ゲーム開始時点で、ニグリオン連邦の王子は密輸が起きていることを知っていた。
オーエンが黒幕だと掴んでないにしても、密輸には気づいてるはず…………。
お父さまが密輸を指示した当人でない限り。
「そう言えば」
私が疑心暗鬼に陥りそうになっていると、エリオットが思い出した様子で声を上げる。
「例の誘拐の時、お嬢さまが縛られたという縄が気になって一つ拝借して調べたのですが」
「何してるのよ、エリオット」
「ルール島で取れる特殊な魔石で作るものでした」
「え!?」
「販売される際には装飾品に加工するもので、縄につけるという加工はルール島で行われてはいません」
聞けば、あの石つきの縄の石は、私の指輪のような用途で使う物らしい。
つまりルール島で採れる石から作られた縄であっても、ルール島で加工されて出荷された物ではない。
「そのことを、お父さまには?」
「お伝えしましたが、公にしておりません」
「つまり?」
「旦那さまの知らぬところでルール島の産品が不正に持ち出されているのでしょう。

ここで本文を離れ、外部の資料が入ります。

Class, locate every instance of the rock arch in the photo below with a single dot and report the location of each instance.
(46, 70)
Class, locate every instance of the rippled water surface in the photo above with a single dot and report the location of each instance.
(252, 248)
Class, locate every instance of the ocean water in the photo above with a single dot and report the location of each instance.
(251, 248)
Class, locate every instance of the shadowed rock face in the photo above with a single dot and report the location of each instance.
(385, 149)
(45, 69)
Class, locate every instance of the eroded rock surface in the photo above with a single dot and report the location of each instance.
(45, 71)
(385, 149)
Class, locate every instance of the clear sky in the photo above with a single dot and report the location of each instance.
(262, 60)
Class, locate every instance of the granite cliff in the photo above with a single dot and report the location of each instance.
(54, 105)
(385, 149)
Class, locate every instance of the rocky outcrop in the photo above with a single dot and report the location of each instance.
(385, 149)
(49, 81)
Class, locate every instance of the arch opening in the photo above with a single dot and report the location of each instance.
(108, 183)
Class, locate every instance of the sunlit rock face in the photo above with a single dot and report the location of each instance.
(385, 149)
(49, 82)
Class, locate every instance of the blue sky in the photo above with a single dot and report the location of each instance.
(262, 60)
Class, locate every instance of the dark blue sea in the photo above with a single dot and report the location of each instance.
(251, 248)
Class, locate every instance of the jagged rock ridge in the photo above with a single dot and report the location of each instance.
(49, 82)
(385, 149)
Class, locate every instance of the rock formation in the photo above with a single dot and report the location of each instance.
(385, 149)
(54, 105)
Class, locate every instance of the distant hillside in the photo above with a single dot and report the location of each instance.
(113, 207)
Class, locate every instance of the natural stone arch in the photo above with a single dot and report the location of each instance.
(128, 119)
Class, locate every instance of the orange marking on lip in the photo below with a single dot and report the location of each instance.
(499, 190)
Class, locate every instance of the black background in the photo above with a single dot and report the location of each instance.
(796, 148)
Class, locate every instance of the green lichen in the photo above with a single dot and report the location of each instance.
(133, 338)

あの縄は密輸品を加工したものかと」
「どうしてそれをお父さまは公にしないのかしら?」
「犯罪に使われているとなると、公にした途端旦那さまが管理責任を問われます。それを回避するためには自らの手で解決してからでないと密輸に加えてさらなる痛手にしかならないからでしょう」
どうやらお父さまは密輸には気づいてる。その上で船荷を見て回ってる。
エリオットは私を気づかわしげに見ていた。
「エリオット、お父さまがここで船荷を改めてるのは、ディオギュラ家を疑ってるから?」
「そうかと思われます。まずこの領地は立地が良いのです。陸路で何処でも、ニグリオン連邦から持ち出した物品を少ない日数で運べます」
「…………でも、違うわ」
「お嬢さま?」
ゲームに関わらないアリスが、密輸に関わってるなんてありえない。何より、アリスの見た予知が本当なら、密輸をしていた両親は捕まってもゲーム開始時期にはまだ密輸事件が続いている。
犯人はディオギュラ家じゃない。
「エリオット、私はアリスを信じる」
笑われる覚悟で口に出すと、エリオットは優しく笑った。
「あなたに助けられた僕は、その正義を信じただ従うのみです」
「もう…………。自己主張してくれてもいいのよ?」
「でしたら、お嬢さまに従うので、僕から離れないでくださいね」
「離れても見つけてくれるんでしょう?」
冗談めかして言うと、エリオットは嬉しそうに答えた。
「何処でも駆けつけますよ」
どうやらエリオットは、頼られるのが心底嬉しいらしかった。